I know that an ideal $I$ is prime iff ${\mathbb{Z}[X]}/I$ has no zero divisors.
So when it comes to the first ideal, we have: ${\mathbb{Z}[X]}/(5,X^2 + 3X +1)={\mathbb{Z_5}[X]}/{(X^2 + 3X +1 )} = {\mathbb{Z_5}[X]} / {((X-1)^2 )}$.
That means that $X-1 + ((X-1)^2)$ is a zero divisor in the quotient ring so the ideal is not prime. Is that correct?
Similarly, for $(11, X^2 + 3X +1)$ we have that $X^2 + 3X +1 = X^2 -8X + 12 = (X-2)(X-6)$ in $\mathbb{Z}_{11}[X]$.
For what $p \in \mathbb{Z}$ prime is the ideal $(p,X^2 + 3X +1 )$ prime?
Could you help me a bit?
If $p=2$, then $X^2+3X+1$ is irreducible modulo $p$.

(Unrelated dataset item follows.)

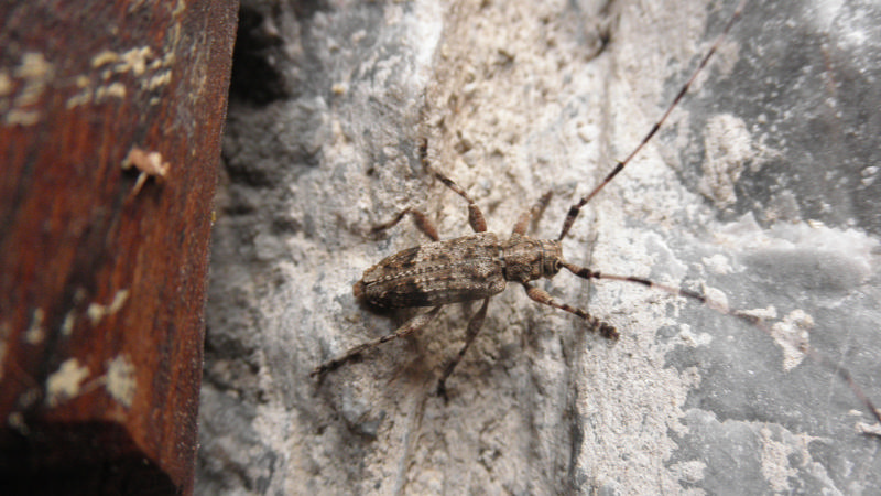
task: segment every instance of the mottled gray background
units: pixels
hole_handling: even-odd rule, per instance
[[[200,494],[879,494],[881,440],[833,374],[755,327],[613,281],[520,288],[327,376],[406,319],[359,308],[382,257],[469,233],[555,237],[657,119],[733,1],[243,1],[207,314]],[[603,45],[603,40],[608,44]],[[807,332],[881,401],[881,8],[753,0],[693,93],[564,252]],[[786,327],[788,326],[788,327]]]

For $p\ge 3$ one can write $X^2+3X+1=(x+3/2)^2-5/4=[(2X+3)^2-5]/4$ and your question reduces to the following: Determine all primes $p$ for which $5$ is a quadratic residue modulo $p$. (Maybe I had to say that $\mathbb Z[X]/(p,X^2 + 3X +1)\simeq(\mathbb Z/p\mathbb Z)[X]/(X^2 + 3X +1)$.)